In 1957 the single-spool J93 turbojet engine placed under the intensive development at General Electric, intended to power the the XB-70 "Valkyrie" Mach 3 bomber and the XF-108 "Rapier" Mach 3 fighter.
The XB-70A Valkyrie. was the largest experimental aircraft, measuring 190 feet in length, with a wing span of 105 feet and standing 33 feet in height. The aircraft had a delta wing and hinged wing tip that could be folded down to a 65 degree angle to improve stability at the aircraft's supersonic speeds of up to Mach 3. The propulsion system consisted of six General Electric turbojet engines (J93-GE 3) with two large rectangular inlet ducts providing two-dimensional airflow. The XB-70A program produced a significant quantity of information about supersonic flight up to Mach 3 speeds.

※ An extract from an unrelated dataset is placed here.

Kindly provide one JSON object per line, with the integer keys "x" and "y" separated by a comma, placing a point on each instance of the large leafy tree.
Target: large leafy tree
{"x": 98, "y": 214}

Termination on 24 September 1959 of the North American F-108 Rapier, a never-flown long-range interceptor under letter contract since 1957, was another blow. The B-70 program was directly affected. It would now be compelled to finance, at least partially, such development items as engines, escape capsules, and fuel systems that had been common to both aircraft systems and previously covered by F-108 funds.
One YB-58A (S/N 55-662) was used for flight testing the General Electric J93 turbojet engine and redesignated NB-58A. The J93 engine was housed in a specially built pod and mounted on the B-58 in place of the normal external pod. The flight testing was done in support of two North American development programs: the XB-70 "Valkyrie" Mach 3 bomber and the XF-108 "Rapier" Mach 3 fighter program.